You were turned down for a home loan. Or haven’t applied because you don’t think you’d be approved. Well, no need to go into a bank’s office, fill out a hundred forms, and get embarrassed when the dude in the blue suit says “No.” You can see where you stand by doing a little investigative work online.
Beginning at the top, know that even A-grade credit is no longer enough to get you a mortgage. You need sufficient, stable income, and you need to document how much it is and how often you get it.
Step 1: Prequalify Your Income Before even looking at your credit, try checking out a mortgage prequalification calculator to see if you can afford the payments on a home in your neighborhood. If your income is sufficient, go to step 2. If it isn’t, improve your debt to income ratio by putting a plan in place to pay off debt and get where you need to be income-wise. Other solutions people have tried include buying a home with someone else–the two incomes make home ownership possible.
Step 2: Determine Your Credit Grade Your down payment requirement can range from almost nothing to 30% or more, depending on your credit rating. So your credit grade is crucial in determining what else you will need to buy your home. If you have Grade-A credit you probably know it. A score in the 700s, several longstanding accounts with no late payments, and relatively low balances on your accounts are signs of a high-grade borrower.
Once you get out of Grade-A range, your credit may be assigned a subprime grade of A- to D. Those with grades C or higher are most likely to be able to qualify for a mortgage within the next year, so let’s address these here.
A- starts at FICOs in the 660 range, a debt-to-income ratio of 38% max, no mortgage lates, and no more than 1 or 2 other slightly late payments. No recent bankruptcy. You can borrow up to 95% of the purchase price with A- credit. You may also be able to get an FHA loan with A- credit.
B to B- means a score of about 620, several late payments over the last 12 months, and maybe a couple of mortgage lates (but no 60 day late mortgage payments). You can have a debt-to-income ratio of up to 50% and finance 75-85% of the purchase price. You may be eligible for FHA financing if you have plausable reasons for the late payments and have done something about the situation that caused them. You may have had a bankruptcy within 24-48 months.

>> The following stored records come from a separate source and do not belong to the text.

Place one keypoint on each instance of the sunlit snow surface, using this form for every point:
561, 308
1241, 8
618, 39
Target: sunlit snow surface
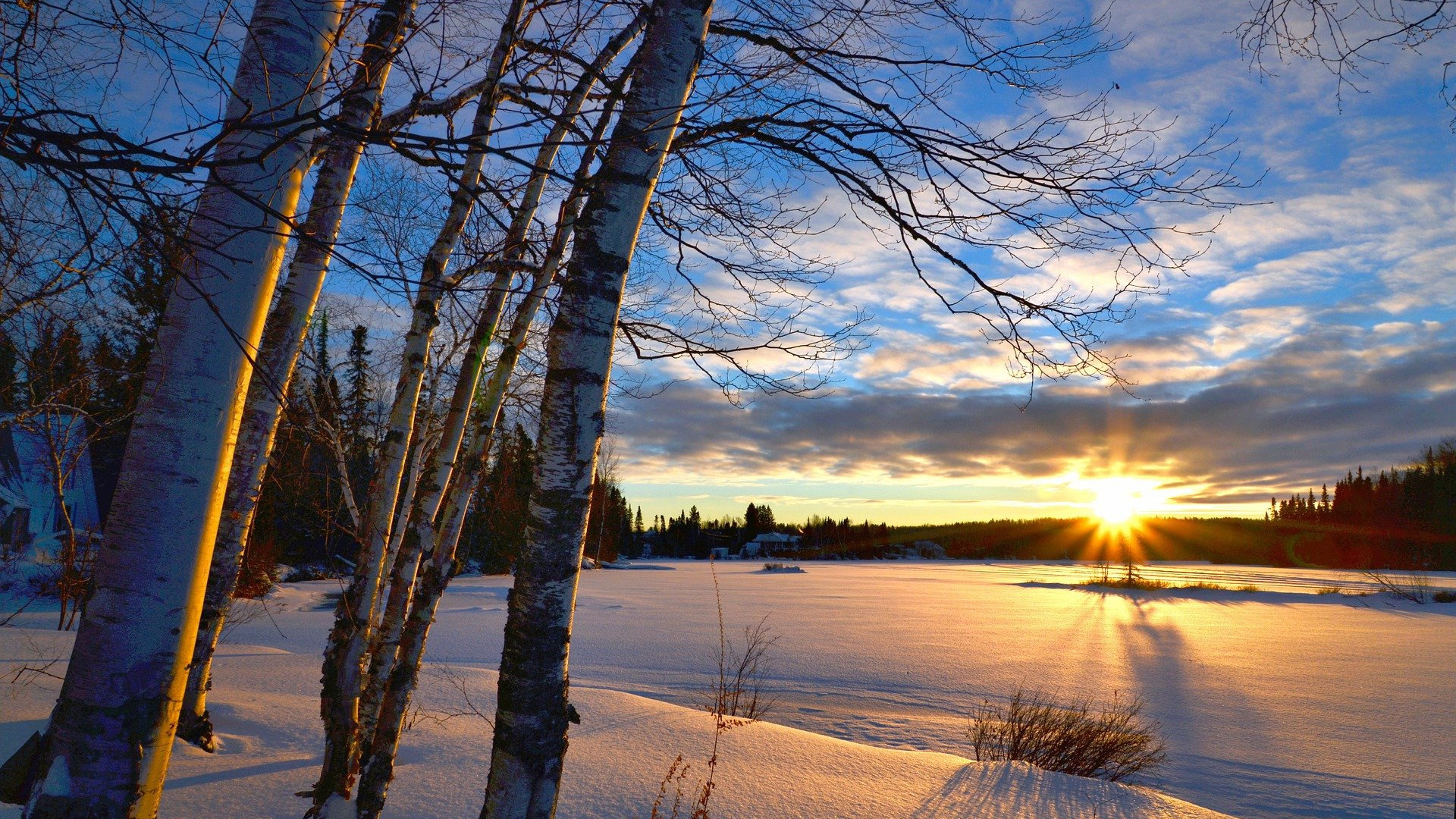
1276, 703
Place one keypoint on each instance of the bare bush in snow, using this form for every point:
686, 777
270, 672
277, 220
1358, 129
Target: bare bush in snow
1085, 739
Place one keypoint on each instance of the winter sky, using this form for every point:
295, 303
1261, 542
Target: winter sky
1315, 334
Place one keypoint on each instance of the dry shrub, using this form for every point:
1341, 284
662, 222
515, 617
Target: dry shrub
1414, 586
1109, 742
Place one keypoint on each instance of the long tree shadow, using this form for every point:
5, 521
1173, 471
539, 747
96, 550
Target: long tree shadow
1017, 790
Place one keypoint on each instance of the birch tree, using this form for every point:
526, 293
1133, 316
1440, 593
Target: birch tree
359, 607
109, 739
283, 340
438, 529
532, 710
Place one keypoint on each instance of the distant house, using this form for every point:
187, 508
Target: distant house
767, 544
33, 452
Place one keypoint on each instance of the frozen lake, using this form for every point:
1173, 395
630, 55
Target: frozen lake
1280, 703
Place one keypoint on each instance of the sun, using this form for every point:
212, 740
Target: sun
1116, 506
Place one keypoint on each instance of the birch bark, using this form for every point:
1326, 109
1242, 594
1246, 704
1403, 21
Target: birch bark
425, 503
422, 518
109, 739
353, 621
441, 531
532, 708
284, 333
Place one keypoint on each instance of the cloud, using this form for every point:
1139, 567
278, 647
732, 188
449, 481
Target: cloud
1267, 428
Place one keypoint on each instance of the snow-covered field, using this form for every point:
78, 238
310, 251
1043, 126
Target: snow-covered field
1279, 703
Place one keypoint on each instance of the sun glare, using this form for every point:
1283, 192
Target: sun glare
1114, 506
1119, 502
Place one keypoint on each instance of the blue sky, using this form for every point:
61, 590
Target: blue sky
1315, 334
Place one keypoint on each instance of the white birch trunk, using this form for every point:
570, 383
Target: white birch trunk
422, 518
353, 623
443, 529
532, 708
424, 503
111, 733
284, 334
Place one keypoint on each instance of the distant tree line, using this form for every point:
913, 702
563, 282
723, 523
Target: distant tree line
1420, 497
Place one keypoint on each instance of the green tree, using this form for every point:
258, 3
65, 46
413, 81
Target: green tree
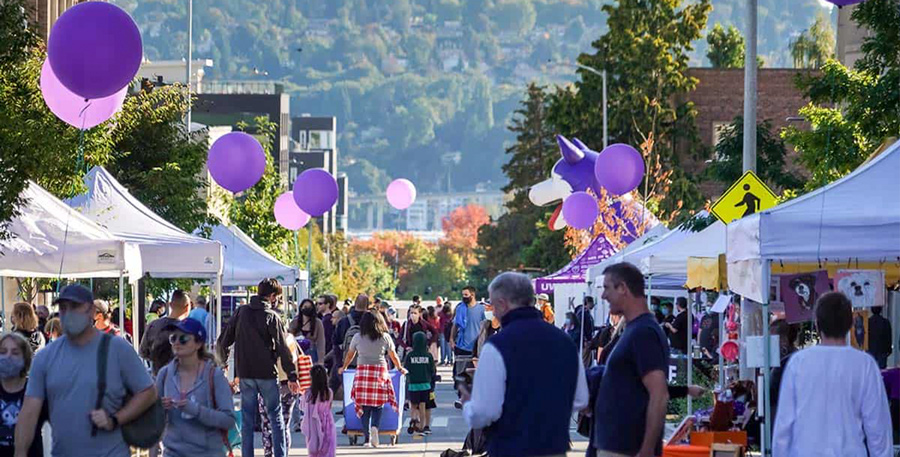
726, 166
815, 45
868, 96
645, 52
158, 161
726, 47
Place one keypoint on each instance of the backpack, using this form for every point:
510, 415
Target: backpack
147, 429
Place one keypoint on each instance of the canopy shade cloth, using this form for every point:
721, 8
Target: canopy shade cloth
856, 218
49, 239
246, 264
165, 250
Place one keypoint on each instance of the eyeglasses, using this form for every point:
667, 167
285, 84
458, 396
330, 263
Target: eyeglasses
180, 339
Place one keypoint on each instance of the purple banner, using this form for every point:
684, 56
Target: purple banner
599, 250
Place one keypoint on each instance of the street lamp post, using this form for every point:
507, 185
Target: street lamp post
187, 118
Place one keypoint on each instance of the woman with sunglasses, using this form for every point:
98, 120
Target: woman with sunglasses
196, 395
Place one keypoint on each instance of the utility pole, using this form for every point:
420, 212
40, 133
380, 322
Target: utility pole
187, 117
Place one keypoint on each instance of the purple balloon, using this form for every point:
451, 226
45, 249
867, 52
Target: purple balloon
288, 214
315, 191
619, 168
236, 161
95, 49
73, 109
401, 193
580, 210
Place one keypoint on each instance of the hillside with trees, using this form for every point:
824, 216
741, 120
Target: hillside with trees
413, 80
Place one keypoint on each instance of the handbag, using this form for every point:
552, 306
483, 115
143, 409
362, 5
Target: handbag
147, 429
231, 438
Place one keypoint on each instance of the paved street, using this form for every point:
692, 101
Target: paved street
449, 432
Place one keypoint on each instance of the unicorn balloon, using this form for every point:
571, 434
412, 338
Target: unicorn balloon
574, 172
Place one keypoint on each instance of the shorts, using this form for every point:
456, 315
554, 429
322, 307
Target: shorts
419, 397
431, 403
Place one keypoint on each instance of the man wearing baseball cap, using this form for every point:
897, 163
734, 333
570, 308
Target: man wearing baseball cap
64, 374
546, 308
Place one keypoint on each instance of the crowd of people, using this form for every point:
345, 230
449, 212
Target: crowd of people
504, 351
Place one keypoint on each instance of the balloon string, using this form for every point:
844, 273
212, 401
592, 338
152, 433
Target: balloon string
79, 163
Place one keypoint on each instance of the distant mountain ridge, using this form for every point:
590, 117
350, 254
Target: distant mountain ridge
412, 81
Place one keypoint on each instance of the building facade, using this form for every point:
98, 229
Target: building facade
44, 13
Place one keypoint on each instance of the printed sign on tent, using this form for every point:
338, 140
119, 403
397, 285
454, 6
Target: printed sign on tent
748, 195
864, 288
799, 293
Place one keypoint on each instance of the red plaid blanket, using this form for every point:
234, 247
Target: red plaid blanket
372, 387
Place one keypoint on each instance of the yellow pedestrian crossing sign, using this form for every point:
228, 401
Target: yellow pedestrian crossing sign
748, 195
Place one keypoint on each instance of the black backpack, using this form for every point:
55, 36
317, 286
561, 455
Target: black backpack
143, 432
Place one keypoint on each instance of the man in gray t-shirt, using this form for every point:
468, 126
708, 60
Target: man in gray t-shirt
65, 375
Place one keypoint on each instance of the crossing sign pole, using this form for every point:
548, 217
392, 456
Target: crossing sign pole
748, 195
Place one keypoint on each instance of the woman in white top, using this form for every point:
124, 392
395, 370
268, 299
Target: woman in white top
833, 402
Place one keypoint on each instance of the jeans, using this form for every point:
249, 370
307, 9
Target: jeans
446, 353
268, 390
288, 404
371, 418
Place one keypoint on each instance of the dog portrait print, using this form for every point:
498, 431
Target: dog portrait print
864, 288
799, 293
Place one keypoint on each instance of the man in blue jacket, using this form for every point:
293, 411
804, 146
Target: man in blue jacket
515, 367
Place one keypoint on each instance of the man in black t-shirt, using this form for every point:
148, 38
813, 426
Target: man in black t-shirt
630, 410
678, 330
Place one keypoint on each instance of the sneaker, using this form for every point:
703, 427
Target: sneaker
373, 437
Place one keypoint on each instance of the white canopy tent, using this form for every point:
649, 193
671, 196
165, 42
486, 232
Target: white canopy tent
51, 240
709, 242
246, 263
165, 250
855, 218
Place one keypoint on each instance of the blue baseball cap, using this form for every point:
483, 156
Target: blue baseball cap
75, 293
191, 327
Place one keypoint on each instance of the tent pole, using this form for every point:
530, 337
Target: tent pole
135, 318
122, 301
690, 354
767, 422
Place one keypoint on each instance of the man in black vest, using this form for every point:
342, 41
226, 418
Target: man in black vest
630, 410
515, 368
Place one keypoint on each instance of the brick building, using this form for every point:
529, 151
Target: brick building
44, 13
719, 97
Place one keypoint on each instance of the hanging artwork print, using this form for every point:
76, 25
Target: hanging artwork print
859, 333
864, 288
799, 293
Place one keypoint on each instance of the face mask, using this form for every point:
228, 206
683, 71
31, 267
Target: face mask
11, 366
75, 323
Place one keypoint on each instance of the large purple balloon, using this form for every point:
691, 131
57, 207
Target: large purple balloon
95, 49
401, 193
580, 210
315, 191
73, 109
619, 168
236, 161
287, 214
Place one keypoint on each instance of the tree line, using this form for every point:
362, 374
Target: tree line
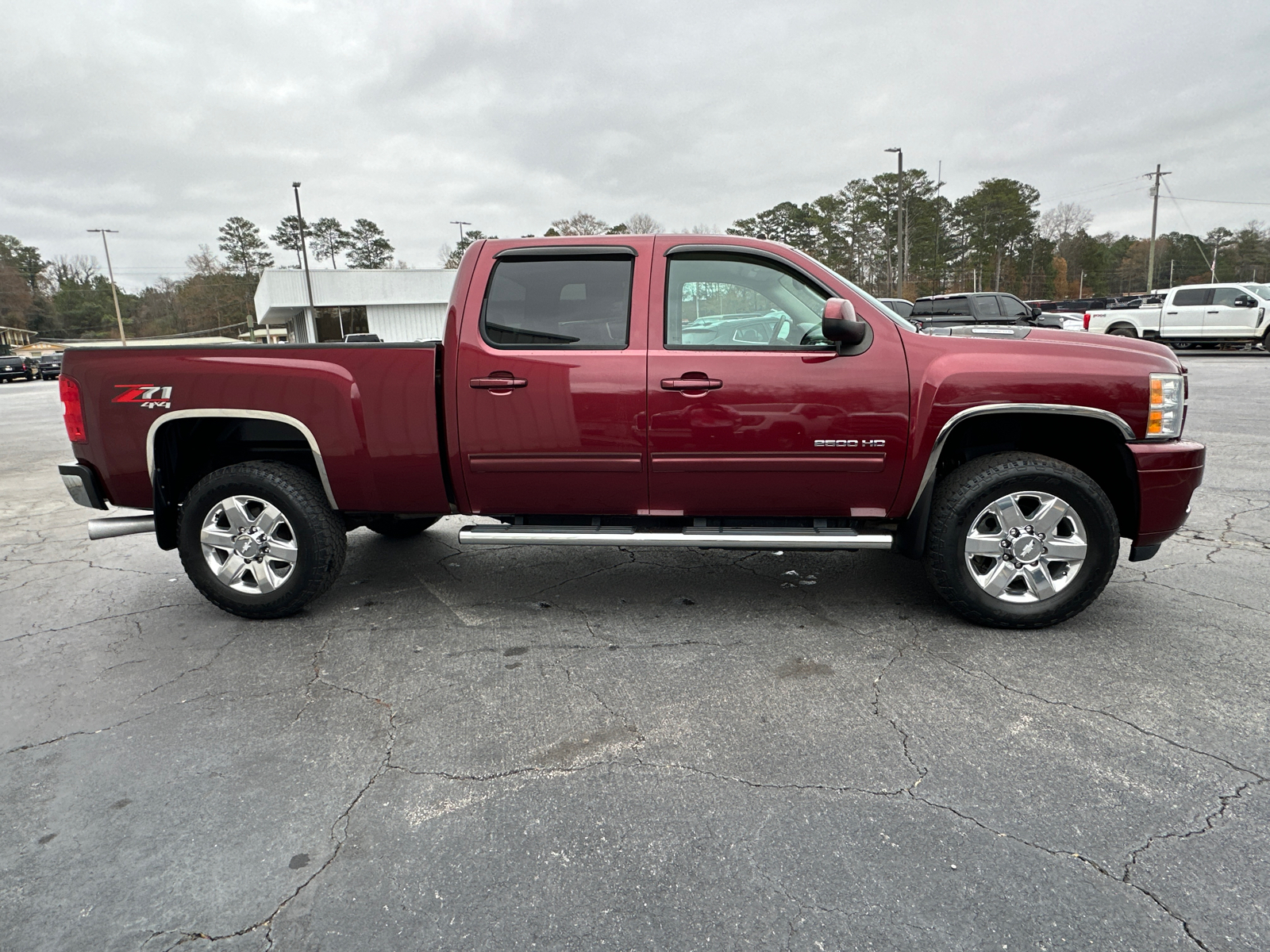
994, 239
69, 296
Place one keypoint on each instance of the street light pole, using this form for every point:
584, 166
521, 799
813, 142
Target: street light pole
899, 224
110, 268
1155, 211
309, 281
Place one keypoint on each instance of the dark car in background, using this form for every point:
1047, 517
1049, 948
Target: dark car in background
50, 366
13, 367
978, 308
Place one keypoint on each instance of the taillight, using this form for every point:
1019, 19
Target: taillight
73, 414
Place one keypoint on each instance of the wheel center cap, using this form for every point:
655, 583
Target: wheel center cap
1026, 549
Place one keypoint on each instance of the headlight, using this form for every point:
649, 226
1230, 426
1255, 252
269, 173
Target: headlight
1168, 403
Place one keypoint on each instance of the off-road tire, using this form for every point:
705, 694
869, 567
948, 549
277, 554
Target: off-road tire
393, 527
319, 536
963, 495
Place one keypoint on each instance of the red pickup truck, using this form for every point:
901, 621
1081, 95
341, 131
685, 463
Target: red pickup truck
664, 390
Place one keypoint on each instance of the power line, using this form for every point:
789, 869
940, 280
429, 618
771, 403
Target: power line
1216, 201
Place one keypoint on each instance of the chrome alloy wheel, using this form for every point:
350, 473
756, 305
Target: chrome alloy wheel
249, 545
1026, 547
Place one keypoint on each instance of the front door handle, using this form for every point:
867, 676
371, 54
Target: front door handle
691, 384
498, 382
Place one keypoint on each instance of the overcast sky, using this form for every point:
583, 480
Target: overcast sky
162, 120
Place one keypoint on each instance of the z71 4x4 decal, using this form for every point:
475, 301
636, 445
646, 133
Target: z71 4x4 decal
149, 397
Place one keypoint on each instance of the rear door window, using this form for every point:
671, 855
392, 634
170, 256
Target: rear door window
559, 304
1193, 298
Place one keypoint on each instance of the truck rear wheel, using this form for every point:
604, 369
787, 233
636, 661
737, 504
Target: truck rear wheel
1020, 541
260, 539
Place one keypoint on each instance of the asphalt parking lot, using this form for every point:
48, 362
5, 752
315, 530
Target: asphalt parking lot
597, 749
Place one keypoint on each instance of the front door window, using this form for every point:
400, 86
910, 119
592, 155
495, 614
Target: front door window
550, 387
753, 414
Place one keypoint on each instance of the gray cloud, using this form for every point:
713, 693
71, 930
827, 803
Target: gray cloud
164, 118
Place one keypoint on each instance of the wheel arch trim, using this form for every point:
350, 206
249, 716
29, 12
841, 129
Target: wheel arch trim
988, 409
229, 414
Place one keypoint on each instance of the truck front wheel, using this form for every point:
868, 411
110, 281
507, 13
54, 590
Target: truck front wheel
260, 539
1020, 541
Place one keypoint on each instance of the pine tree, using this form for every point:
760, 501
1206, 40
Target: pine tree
327, 239
287, 235
368, 247
243, 247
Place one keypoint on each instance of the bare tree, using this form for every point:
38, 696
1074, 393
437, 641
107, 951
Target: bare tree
1064, 220
641, 224
581, 224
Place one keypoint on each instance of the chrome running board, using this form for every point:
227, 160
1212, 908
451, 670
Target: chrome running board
692, 537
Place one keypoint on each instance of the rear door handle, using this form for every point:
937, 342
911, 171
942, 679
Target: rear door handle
498, 382
691, 384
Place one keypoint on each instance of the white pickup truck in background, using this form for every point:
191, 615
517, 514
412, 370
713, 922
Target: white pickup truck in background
1194, 315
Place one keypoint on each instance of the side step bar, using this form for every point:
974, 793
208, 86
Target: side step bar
120, 526
691, 537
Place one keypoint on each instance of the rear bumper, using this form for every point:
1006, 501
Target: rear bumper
83, 486
1168, 476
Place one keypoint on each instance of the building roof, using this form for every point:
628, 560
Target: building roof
283, 295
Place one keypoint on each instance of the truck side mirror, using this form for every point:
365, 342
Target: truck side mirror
840, 323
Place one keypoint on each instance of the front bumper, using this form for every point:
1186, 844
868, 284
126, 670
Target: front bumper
1168, 475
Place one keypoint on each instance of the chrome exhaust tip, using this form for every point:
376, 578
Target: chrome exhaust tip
120, 526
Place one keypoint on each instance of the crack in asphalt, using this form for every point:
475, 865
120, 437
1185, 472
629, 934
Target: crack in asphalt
338, 835
74, 734
1115, 717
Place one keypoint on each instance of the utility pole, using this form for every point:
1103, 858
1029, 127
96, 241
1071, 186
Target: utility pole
110, 270
899, 224
1155, 213
309, 281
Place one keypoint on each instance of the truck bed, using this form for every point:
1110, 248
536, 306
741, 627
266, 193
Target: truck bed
368, 412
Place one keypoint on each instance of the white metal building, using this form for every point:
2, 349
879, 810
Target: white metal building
398, 304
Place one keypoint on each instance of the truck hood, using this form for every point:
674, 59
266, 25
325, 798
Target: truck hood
1130, 348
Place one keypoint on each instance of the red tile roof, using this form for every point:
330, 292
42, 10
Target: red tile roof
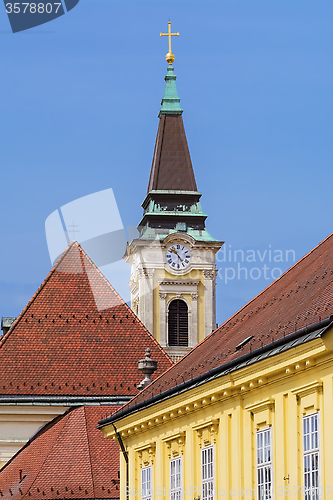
76, 337
68, 458
302, 296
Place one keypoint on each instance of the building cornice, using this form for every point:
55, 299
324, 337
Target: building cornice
233, 379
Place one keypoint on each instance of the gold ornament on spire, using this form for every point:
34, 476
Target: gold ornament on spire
170, 56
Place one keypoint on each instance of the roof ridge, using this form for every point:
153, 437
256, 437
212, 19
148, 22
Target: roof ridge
99, 272
48, 454
88, 443
124, 303
267, 287
40, 431
39, 289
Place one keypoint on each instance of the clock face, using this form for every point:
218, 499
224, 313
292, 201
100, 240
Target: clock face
178, 257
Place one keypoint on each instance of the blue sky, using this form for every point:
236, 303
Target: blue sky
79, 103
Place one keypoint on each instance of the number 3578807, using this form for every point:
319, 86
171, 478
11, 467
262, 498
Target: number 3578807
32, 8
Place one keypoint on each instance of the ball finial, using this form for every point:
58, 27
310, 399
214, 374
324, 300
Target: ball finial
170, 57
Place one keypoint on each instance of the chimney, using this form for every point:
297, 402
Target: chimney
6, 323
147, 366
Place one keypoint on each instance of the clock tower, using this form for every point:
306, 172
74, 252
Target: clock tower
173, 272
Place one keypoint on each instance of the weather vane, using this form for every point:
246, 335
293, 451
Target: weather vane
170, 56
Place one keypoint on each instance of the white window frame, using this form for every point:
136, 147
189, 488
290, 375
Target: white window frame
176, 478
146, 483
264, 464
311, 456
207, 472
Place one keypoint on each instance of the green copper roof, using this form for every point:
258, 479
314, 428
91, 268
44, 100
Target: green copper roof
170, 101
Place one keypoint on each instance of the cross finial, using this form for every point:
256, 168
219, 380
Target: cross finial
170, 56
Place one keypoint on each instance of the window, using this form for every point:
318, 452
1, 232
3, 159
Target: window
176, 478
178, 324
146, 483
311, 456
264, 464
207, 460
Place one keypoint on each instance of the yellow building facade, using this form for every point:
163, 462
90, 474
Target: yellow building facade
263, 429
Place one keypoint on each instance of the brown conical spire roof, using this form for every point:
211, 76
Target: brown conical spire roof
172, 167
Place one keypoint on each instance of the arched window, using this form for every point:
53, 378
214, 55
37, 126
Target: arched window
178, 324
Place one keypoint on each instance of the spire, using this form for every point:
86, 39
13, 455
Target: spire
172, 203
170, 101
172, 167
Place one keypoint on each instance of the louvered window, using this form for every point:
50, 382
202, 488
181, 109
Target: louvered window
178, 324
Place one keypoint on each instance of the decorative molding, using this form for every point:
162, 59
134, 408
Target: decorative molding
265, 404
145, 272
179, 282
262, 412
209, 274
307, 389
308, 396
175, 443
146, 453
207, 431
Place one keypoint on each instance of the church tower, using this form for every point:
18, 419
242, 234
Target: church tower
173, 272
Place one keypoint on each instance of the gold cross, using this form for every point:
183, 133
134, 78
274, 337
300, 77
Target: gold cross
170, 56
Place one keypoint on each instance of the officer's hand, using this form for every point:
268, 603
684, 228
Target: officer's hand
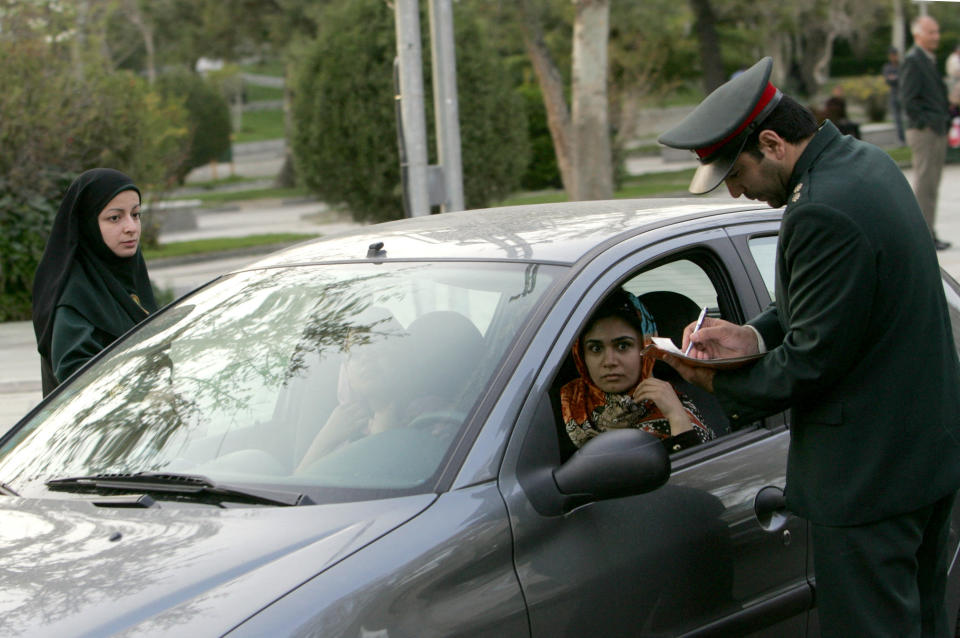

C+ to C- means a score of about 580, a debt ratio of 55%, and you may finance 75% of the value of the home. You become a grade C by being 30 days late on several bills and perhaps 60 days late on some payments. You may have had a bankruptcy within 12 months. You cannot qualify for FHA financing with C rated credit.
So, if you are an A-, B+, B, or B- borrower, your first stop should be FHA. See if you can avoid the bad credit mortgage market altogether with a government-backed mortgage.
If you can’t go FHA or your grade is lower than B-, and you don’t have a huge down payment (you probably don’t because if you had that kind of money you’d be paying your bills, right?!), you need a plan to pay your bills and pay them on time. Notice that these credit grades are drawn mostly from your most recent credit experience, the last 12 to 24 months. And on a $300,000 home, the difference in down payment requirement for a C- borrower and an A- borrower is about $60,000! Not to mention the difference in interest rate you will be charged as a C-grade borrower. The good news is that within a year you could be an A- borrower. So if you are serious about buying a home, get serious about paying your bills on time. Trashed credit today does not doom you for life–unless you let it.